Parce que si j'acceptais de revenir en arrière sur notre relation, je ne comptais pas nier à nouveau mon amour, mon désir pour Loïs et mon homosexualité. Cet aspect de moi m'appartenait et mes parents n'auraient jamais le pouvoir de l'effacer. Autant apprécier le plaisir jusqu'au bout. Je gérerais la honte plus tard, comme toujours.

Ma bouche longea son ventre pour apprécier chaque relief jusqu'à ce que j'atteigne son bas ventre. Je bloquais mon esprit et resserrai mes doigts sur les cuisses de mon petit ami afin de trouver un ancrage.
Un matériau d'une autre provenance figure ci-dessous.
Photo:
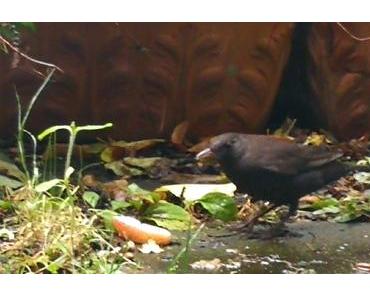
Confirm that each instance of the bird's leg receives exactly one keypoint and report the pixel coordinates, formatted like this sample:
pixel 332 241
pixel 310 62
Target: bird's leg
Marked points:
pixel 250 223
pixel 279 227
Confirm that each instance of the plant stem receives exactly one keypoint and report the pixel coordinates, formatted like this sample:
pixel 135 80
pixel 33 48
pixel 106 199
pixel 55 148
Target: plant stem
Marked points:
pixel 72 139
pixel 34 98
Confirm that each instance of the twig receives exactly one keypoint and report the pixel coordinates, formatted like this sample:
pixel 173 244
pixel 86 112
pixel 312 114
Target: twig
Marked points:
pixel 3 40
pixel 352 35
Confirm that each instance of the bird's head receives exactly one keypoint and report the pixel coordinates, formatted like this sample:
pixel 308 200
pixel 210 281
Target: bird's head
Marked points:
pixel 224 147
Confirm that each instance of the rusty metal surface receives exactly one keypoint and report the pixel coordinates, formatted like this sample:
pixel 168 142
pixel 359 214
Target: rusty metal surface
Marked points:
pixel 339 74
pixel 148 77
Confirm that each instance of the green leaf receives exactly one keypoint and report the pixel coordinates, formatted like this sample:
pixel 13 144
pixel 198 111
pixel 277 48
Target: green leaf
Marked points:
pixel 325 203
pixel 107 216
pixel 119 205
pixel 9 182
pixel 5 205
pixel 219 205
pixel 11 170
pixel 168 215
pixel 69 172
pixel 6 233
pixel 52 130
pixel 327 209
pixel 192 192
pixel 46 186
pixel 91 198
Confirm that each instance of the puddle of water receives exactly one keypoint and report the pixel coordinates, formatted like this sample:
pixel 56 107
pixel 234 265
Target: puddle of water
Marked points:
pixel 309 247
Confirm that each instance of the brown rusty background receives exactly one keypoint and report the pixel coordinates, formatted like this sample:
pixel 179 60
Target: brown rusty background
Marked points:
pixel 339 74
pixel 147 78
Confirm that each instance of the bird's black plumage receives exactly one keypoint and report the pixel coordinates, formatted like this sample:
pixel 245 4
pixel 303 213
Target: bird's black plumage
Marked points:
pixel 274 169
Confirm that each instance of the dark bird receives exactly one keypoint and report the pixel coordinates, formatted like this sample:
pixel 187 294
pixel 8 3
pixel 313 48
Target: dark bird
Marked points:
pixel 275 169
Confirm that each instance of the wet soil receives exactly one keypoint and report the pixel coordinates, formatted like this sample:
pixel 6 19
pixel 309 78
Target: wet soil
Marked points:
pixel 307 247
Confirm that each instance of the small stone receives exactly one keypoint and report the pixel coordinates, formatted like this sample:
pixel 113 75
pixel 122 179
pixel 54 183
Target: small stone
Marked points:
pixel 232 251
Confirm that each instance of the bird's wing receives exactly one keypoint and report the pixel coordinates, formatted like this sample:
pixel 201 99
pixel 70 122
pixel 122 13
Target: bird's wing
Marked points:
pixel 289 158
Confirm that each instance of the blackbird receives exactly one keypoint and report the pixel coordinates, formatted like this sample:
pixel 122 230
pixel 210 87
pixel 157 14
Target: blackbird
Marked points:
pixel 275 169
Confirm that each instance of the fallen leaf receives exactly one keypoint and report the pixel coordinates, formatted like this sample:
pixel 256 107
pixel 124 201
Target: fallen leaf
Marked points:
pixel 46 186
pixel 119 149
pixel 150 247
pixel 219 205
pixel 207 265
pixel 136 231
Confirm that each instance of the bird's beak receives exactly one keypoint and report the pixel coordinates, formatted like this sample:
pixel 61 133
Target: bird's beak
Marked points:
pixel 204 153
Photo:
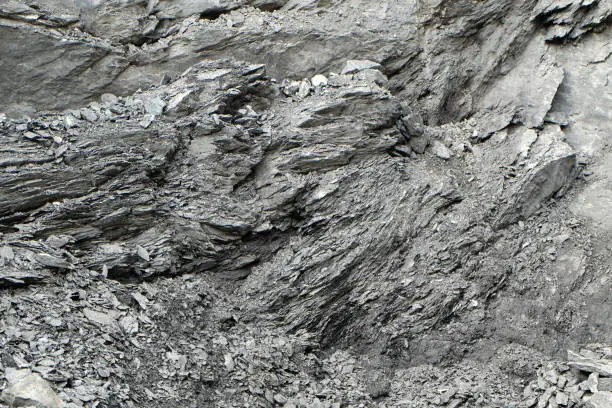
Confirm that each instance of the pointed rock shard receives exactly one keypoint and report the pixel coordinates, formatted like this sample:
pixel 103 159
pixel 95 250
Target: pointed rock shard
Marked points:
pixel 6 255
pixel 353 66
pixel 27 389
pixel 590 365
pixel 602 399
pixel 52 261
pixel 143 253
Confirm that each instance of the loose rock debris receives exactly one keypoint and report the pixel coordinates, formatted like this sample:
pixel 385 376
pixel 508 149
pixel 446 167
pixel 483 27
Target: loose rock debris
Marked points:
pixel 305 204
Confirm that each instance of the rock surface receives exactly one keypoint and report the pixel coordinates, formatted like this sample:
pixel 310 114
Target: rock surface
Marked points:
pixel 306 203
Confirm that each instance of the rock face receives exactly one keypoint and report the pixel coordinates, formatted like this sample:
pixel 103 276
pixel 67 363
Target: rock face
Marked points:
pixel 26 389
pixel 304 203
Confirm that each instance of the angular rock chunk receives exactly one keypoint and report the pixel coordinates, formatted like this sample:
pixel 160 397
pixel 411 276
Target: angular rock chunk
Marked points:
pixel 353 66
pixel 589 364
pixel 27 389
pixel 602 399
pixel 552 173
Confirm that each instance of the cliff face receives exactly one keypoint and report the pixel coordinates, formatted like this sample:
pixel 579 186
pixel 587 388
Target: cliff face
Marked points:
pixel 304 203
— Je t'aime, Eliott, murmura-t-il.

— Moi aussi.

Après ces mots qui sonnaient comme un adieu, je laissai mes lèvres explorer un territoire inconnu mais tellement désirable. Le plaisir guida chaque mouvement et les gémissements de mon italien m'encourageaient. Après plusieurs minutes, il bougea afin qu'on se retrouve tête-bêche, dans une position où nos plaisirs se mélangeaient dans une communion parfaite.

L'orgasme que nous partageâmes ce soir-là fut si exceptionnel que mon cœur explosa dans ma poitrine. Cette sensation de satisfaction comblait chaque parcelle de mon être.

Mais j'allais l'ignorer.

Pour moi, c'était déjà le début de la fin.